VeriFone’s dispute with Heartland Payment Systems Inc., a Princeton, N.J.-based payment processor, is having little effect on VeriFone, Bergeron said. While in development of a new Heartland payment terminal, the two companies saw the product going in different directions and ended up suing each other. VeriFone alleges that a new terminal that Heartland sought to develop with another manufacturer infringed on a VeriFone patent.

 

The U.S. District Court for the Northern District of California ordered the case to move to mediation, which is used to “encourage parties in litigation to settle in mediation before going through full litigation.
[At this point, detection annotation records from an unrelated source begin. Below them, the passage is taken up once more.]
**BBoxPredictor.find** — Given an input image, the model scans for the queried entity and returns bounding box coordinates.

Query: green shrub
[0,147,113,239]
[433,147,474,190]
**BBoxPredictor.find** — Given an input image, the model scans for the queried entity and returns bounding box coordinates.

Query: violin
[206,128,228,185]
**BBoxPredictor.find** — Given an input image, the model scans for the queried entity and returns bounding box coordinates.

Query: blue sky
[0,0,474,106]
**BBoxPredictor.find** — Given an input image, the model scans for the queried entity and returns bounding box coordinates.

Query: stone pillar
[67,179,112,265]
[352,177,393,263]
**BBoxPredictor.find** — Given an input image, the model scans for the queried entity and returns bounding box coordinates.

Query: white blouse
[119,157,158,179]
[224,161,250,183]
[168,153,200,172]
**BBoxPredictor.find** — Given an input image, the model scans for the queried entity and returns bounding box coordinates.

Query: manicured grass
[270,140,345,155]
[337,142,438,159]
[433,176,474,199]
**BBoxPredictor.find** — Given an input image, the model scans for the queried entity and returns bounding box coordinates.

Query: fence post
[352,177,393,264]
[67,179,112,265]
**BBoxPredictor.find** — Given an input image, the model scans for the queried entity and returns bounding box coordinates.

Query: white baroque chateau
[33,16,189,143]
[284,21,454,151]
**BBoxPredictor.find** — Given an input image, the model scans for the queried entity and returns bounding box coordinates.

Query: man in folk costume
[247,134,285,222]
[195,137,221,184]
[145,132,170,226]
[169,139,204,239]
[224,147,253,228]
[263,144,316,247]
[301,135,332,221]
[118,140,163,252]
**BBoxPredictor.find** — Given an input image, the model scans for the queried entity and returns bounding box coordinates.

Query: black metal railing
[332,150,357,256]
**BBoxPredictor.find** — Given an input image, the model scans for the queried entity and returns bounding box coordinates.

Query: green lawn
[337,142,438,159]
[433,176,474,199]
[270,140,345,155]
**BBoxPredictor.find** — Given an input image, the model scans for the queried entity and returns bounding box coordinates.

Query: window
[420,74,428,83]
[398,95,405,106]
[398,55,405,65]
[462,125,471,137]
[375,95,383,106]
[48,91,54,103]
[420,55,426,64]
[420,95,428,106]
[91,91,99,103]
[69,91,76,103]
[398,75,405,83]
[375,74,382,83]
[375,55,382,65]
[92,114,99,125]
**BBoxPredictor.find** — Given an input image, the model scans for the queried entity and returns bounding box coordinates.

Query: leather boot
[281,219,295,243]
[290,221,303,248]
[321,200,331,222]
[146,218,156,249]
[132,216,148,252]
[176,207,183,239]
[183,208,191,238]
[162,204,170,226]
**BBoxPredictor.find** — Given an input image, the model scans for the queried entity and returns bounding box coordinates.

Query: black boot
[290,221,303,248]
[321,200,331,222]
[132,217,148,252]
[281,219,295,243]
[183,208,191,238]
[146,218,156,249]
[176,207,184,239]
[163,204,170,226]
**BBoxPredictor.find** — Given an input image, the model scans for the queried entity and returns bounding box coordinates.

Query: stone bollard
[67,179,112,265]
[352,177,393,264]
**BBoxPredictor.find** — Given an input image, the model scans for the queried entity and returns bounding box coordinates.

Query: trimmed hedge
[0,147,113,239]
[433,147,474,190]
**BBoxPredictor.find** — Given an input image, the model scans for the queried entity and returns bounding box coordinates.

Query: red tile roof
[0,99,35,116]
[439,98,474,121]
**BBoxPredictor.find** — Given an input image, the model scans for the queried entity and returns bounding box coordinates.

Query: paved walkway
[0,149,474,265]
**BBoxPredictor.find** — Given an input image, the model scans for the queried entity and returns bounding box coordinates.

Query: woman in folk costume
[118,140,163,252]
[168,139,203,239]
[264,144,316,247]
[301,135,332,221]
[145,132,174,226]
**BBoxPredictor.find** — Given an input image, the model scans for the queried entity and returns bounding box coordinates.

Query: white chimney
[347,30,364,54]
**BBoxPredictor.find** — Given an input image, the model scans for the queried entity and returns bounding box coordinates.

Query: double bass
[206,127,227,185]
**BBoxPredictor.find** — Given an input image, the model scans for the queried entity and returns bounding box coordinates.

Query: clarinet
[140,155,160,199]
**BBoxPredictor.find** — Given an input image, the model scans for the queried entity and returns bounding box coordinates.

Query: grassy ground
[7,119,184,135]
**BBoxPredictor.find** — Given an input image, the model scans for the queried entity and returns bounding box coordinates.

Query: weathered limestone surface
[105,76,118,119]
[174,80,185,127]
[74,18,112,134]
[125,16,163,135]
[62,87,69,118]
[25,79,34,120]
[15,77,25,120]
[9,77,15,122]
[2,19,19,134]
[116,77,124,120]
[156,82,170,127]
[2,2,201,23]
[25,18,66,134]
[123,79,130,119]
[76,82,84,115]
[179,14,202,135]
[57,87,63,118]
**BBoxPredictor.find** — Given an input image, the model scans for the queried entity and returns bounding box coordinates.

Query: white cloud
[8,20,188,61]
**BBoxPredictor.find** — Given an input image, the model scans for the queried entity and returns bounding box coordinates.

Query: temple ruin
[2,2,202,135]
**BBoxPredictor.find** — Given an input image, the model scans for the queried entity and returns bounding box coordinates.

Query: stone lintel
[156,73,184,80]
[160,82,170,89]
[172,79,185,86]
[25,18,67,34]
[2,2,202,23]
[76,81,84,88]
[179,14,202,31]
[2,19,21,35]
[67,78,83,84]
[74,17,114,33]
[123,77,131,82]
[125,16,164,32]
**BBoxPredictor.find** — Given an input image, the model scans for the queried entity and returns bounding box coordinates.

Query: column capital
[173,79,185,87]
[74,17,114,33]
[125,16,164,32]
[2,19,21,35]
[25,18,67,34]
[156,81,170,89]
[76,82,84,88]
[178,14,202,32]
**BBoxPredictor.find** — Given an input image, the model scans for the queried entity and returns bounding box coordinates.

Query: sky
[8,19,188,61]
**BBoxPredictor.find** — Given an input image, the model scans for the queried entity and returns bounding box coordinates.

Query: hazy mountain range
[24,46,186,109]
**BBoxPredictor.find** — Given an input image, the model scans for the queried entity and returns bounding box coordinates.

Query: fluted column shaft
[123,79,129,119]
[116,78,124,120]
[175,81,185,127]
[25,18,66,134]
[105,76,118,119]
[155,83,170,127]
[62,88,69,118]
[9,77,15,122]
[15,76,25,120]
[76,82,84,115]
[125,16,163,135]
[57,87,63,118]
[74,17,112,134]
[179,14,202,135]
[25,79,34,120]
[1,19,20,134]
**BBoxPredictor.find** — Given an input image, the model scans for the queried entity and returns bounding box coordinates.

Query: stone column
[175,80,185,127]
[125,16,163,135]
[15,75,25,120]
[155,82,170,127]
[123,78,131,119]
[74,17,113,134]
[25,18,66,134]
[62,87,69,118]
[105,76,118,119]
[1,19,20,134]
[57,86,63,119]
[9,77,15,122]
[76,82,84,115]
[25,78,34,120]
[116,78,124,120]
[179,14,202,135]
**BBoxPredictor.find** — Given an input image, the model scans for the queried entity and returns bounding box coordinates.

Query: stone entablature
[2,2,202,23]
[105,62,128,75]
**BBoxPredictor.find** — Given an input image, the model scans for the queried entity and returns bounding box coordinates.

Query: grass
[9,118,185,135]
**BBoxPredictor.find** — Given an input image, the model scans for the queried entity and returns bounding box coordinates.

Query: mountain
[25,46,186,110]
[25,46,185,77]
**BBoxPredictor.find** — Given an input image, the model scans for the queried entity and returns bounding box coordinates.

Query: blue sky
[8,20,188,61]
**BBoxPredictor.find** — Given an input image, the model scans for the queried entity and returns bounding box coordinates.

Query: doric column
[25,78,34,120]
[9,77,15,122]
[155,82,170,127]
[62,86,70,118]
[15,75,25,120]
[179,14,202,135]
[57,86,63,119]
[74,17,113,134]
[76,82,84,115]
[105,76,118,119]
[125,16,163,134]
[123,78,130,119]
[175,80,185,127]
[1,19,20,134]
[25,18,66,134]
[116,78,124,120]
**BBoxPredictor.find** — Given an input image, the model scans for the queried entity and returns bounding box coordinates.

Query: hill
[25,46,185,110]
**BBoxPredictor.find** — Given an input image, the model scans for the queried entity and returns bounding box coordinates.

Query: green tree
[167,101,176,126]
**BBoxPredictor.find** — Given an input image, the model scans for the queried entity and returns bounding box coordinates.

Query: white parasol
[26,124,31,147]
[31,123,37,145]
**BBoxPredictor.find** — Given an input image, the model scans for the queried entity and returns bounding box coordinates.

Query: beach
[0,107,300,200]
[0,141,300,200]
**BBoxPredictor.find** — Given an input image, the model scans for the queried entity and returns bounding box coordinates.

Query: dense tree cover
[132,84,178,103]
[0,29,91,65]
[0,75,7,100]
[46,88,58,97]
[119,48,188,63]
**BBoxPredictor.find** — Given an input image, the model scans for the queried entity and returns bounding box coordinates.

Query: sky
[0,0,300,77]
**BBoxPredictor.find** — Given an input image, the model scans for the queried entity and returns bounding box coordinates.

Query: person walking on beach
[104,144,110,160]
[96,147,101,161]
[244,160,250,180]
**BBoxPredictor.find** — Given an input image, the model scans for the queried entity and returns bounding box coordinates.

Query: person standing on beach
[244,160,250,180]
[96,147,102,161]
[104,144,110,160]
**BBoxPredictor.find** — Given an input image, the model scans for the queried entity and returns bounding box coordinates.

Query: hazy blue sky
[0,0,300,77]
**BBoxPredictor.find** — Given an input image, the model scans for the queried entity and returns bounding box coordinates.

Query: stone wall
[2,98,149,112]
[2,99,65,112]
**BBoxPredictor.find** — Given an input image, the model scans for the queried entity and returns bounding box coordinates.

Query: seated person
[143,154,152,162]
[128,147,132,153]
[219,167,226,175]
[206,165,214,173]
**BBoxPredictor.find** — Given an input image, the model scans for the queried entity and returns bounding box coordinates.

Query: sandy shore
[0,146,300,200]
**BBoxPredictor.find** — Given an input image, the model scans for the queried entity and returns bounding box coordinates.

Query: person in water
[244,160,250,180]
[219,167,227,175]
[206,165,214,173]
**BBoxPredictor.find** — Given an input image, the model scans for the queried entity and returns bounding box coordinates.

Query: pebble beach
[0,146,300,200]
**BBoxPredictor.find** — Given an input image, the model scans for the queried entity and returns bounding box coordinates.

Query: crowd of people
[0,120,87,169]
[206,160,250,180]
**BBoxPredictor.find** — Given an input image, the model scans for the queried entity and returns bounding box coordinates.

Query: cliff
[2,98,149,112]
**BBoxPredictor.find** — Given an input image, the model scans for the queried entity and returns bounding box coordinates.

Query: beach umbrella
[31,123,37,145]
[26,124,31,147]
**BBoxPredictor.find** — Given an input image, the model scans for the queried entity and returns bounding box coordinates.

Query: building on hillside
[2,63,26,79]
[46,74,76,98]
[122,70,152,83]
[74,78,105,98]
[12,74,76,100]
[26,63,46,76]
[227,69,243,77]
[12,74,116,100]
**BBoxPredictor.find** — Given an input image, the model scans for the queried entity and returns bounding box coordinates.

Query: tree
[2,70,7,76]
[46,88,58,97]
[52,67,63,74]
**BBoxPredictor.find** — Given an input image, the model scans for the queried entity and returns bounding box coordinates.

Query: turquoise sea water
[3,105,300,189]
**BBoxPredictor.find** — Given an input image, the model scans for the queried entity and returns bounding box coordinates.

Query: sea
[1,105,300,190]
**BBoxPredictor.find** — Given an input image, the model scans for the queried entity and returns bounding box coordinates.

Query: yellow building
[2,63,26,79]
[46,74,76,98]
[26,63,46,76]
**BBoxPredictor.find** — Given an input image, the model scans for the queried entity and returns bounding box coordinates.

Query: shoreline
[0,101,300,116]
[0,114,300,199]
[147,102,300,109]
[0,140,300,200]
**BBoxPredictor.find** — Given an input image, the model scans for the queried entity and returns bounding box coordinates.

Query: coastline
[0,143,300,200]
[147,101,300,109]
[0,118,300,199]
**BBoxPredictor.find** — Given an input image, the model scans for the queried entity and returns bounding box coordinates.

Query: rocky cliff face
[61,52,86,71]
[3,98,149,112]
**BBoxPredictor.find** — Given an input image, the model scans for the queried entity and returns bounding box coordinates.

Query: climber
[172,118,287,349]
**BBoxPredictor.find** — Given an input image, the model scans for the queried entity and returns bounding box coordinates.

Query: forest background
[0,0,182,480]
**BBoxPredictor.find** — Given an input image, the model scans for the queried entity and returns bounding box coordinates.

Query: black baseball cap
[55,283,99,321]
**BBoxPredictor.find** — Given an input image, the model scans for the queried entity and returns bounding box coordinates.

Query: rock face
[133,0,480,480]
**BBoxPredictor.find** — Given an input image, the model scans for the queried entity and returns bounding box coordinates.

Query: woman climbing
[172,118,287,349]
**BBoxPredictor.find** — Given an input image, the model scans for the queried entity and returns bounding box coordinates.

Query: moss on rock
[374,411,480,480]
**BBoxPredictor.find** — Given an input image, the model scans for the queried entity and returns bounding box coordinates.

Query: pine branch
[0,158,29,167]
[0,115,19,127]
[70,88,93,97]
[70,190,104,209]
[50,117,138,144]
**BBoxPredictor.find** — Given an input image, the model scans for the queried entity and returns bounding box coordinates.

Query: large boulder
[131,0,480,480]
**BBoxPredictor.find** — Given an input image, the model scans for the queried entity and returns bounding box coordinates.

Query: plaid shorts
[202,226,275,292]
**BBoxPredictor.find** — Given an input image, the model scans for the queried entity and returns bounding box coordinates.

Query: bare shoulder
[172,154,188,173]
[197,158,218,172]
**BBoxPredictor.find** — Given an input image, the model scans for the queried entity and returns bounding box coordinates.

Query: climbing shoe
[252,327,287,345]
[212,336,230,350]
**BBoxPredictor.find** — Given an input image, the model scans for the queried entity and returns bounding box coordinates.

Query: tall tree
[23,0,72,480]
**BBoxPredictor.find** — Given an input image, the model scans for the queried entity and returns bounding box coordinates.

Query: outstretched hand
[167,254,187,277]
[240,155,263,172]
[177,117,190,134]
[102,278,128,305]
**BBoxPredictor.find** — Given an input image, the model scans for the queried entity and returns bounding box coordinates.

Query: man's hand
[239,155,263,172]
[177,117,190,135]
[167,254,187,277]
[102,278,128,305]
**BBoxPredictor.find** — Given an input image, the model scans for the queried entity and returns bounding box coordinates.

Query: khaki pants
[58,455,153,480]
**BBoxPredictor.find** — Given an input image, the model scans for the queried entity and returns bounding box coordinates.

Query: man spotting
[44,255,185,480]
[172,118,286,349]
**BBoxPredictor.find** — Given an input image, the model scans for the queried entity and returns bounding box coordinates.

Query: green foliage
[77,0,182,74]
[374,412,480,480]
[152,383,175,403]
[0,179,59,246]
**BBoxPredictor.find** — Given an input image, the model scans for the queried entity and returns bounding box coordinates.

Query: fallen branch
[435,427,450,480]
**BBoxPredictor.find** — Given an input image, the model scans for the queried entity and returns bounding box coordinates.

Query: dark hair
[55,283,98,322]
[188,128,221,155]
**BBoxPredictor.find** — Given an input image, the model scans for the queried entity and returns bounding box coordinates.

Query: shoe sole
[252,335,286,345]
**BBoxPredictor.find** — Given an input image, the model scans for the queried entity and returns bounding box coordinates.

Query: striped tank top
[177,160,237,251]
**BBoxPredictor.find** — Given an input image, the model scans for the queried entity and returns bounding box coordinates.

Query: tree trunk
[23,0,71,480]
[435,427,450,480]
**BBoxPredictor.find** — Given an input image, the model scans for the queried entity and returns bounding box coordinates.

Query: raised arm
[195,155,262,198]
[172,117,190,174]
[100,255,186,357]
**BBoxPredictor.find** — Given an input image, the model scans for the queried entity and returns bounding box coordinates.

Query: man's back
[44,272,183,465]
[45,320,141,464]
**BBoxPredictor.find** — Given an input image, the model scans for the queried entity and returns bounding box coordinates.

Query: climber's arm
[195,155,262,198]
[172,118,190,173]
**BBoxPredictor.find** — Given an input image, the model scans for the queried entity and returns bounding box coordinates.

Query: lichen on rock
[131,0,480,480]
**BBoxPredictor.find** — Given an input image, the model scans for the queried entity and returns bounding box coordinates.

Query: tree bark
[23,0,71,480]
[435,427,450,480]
Neither party is obligated to settle,” a VeriFone spokesperson says. 

 

In a separate suite, Heartland alleged VeriFone is engaging in unfair trade practices. 

 

In response to an analyst’s questions, Bergeron said Heartland sales represented between 0.4% to 0.6% of VeriFone’s annual revenue. Some costs associated with providing direct support to Heartland merchants using VeriFone equipment exist, but they have been “small,” VeriFone said.

 

The interest in the Heartland-VeriFone dispute is telling, says George Peabody, director of emerging technologies advisory service at Mercator Advisory Group Inc., a Maynard, Mass.-based firm. “The industry has wakened up,” Peabody says. 

 

“Between encryption and PCI, we have 1970s era technology, and what did we get? We get some security holes,” he says. 

 

The Heartland-VeriFone issue signifies the need for an industry standard, says Cliff Gray, an associate with the Strawhecker Group, an Omaha, Neb.-based consulting firm.

 

“If players continue to push for their own, proprietary protocols, it will only slow down industrywide acceptance and integration of encryption standards,” Gray tells ISO&Agent Weekly. “It could easily take a year or more for an industry standard to emerge, but it is very important that such a standard be

developed. Without one, the proliferation of end-to-end encryption will be a far more difficult and business-risky effort for those players involved.”

 

What players will use to plug these holes is still emerging, Peabody says. Many efforts have centered on encrypting card data or using electronic tokens to substitute for the payment information.

 

The ideal system would make it easy to migrate merchants with the least disruption possible, Peabody says. Many merchants have some concern about getting “locked in” to a particular system. As updated best practices for payment security develop, it could ease the minds of many merchants, he says.

 

Peabody also advises ISOs and acquirers to monitor their merchants’ exposure to PCI requirements and the audit costs associated with them. “If they’re audit costs are getting high and are likely to increase, the problem could get more sophisticated rather than less,” he says. “ISOs should look at strategies that could decrease the scope of a PCI audit” to help their merchants.